Pourtant, face à la COVID-19, certains seraient prêts à l’accepter (celle des autres le plus souvent) pour reprendre une vie sociale et des loisirs comme avant et immédiatement. Les conditions de cette reprise sont ici centrales. Un des arguments avancés réside dans le fait que dans la grande majorité des cas, il s’agirait de morts prématurées mais étaient attendues à plus ou moins long terme. En effet, toutes les études scientifiques s’accordent sur le fait que plus on est âgé, plus le risque de décès est élevé. Ainsi, en France les plus de 80 ans représentent 44 % des 76 057 mort-e-s comptabilisé-e-s début février dans le cadre de l’épidémie7. Si l’on suit le raisonnement énoncé ci-dessus, la mort des personnes de plus de 80 ans deviendrait acceptable car, de toute façon, ils et elles allaient mourir bientôt. Il ne s’agirait donc « que » de morts prématurées. Mais dans ce cas, il faut assumer politiquement ce choix et être précis. Qu’est-ce qui serait acceptable ? Une mort prématuré de 6 mois ou bien de 2 ans ? Nous voyons bien que cette posture n’est pas tenable éthiquement. À partir de quel principe pourrions nous décider que des mois, voire une année ou deux de vie, ne vaudraient pas le coup d’être vécus ? Nous tomberions indéniablement dans une vision eugéniste de la société où la vie n’a pas la même valeur en fonction des individus. Malheureusement, on peut s’interroger si le sacrifice des plus vieux n’aurait pas déjà été accepté par la société. En effet, les 15 300 morts de la canicule de 20038, majoritairement des personnes âgées, semblaient avoir davantage émus que l’hécatombe qui s’est déroulée lors de la 1ère vague au sein des EHPAD. Au printemps 2020, l’excédent de mortalité des plus de 85 ans est de 57,6 % contre 43,5 % lors de la canicule9. Et il s’agit là d’un tout autre débat que celui du droit à mourir dans la dignité où, si ce droit était enfin accordé, ce sont les personnes elles-mêmes qui décideraient du moment de leur mort.

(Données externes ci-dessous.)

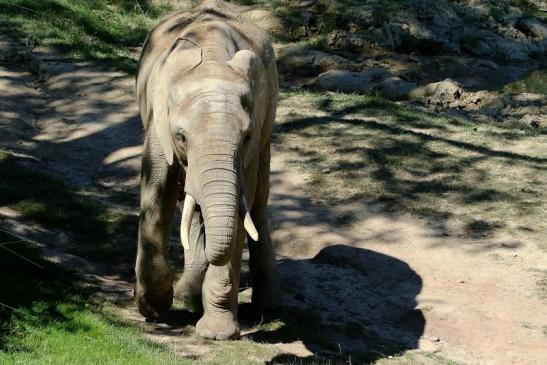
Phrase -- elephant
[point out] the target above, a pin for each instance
(207, 91)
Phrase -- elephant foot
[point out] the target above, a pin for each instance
(153, 304)
(222, 327)
(188, 291)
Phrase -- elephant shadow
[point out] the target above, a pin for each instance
(345, 303)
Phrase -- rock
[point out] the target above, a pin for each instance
(427, 345)
(266, 20)
(394, 88)
(347, 81)
(447, 90)
(342, 40)
(487, 64)
(532, 27)
(296, 59)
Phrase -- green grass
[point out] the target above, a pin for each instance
(96, 231)
(486, 178)
(48, 318)
(99, 30)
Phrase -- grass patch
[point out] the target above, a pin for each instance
(487, 178)
(99, 30)
(96, 231)
(48, 318)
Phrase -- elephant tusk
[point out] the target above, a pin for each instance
(186, 220)
(248, 221)
(250, 227)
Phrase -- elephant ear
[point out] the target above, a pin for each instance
(183, 56)
(247, 63)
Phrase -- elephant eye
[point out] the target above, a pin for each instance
(181, 136)
(246, 102)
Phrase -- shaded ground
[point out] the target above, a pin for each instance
(365, 276)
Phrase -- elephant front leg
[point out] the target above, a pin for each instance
(154, 284)
(220, 289)
(188, 288)
(262, 262)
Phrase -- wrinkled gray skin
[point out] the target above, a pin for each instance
(207, 91)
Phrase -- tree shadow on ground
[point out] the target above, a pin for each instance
(345, 303)
(411, 162)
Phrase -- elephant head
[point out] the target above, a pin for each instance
(207, 115)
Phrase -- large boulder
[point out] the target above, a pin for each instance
(295, 59)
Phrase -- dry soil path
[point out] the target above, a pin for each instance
(396, 279)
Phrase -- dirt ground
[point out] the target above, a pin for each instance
(383, 278)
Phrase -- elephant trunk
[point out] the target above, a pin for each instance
(219, 200)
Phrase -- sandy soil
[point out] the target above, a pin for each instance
(392, 279)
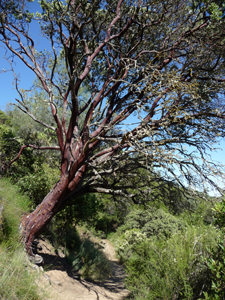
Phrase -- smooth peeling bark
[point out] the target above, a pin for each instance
(35, 223)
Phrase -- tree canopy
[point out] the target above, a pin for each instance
(154, 75)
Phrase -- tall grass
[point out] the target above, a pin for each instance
(16, 280)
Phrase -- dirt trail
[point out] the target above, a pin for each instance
(61, 284)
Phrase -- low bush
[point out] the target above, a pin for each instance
(15, 280)
(153, 222)
(168, 269)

Au delà de l’âge, la place des comorbidités est importante dans les conséquences du coronavirus. Lorsqu’une forme grave est déclarée, les risques de finir en réanimation et même de mourir sont décuplées lorsque le ou la patiente est atteinte d’une comorbidité. Il est essentiel de rappeler ici, qu’à part chez les plus jeunes qui représentent une part majoritaire des asymptomatiques10, il n’y a actuellement pas de certitudes pour expliquer pourquoi certain-e-s vont développer une forme sérieuse ou grave, quand pour d’autres la maladie va rester finalement assez bénigne11. En revanche, lorsqu’une forme grave se déclare, l’impact de pathologies pré-existantes est sérieux et augmente les risques de mortalité. Il s’agit des pathologies cardiovasculaires, du diabète mal équilibré ou compliqué, de pathologies chroniques respiratoires, d’insuffisance rénale et de l’obésité12. Si nous prenons le cas d’une personne obèse ou de quelqu’un atteint d’insuffisances respiratoires (à cause du tabac, de l’amiante ou de maladies de l’enfance mal soignées), les risques qu’ils et elles encourent en cas de contamination sont nettement accrus. Qui serait prêt à assumer un discours consistant à déclarer ces morts acceptables pour permettre aux autres de retrouver leur vie sociale ? Personne a priori. Enfin, ce serait une erreur d’analyser « le retour à la vie » et le « vivre avec » uniquement à la lumière de la mortalité. La question des séquelles doit être prise en compte surtout au regard de la lourdeur qu’elles peuvent représenter : fatigue, gêne respiratoire, troubles cardiaques, anxiété, dépression, voire stress post-traumatique13.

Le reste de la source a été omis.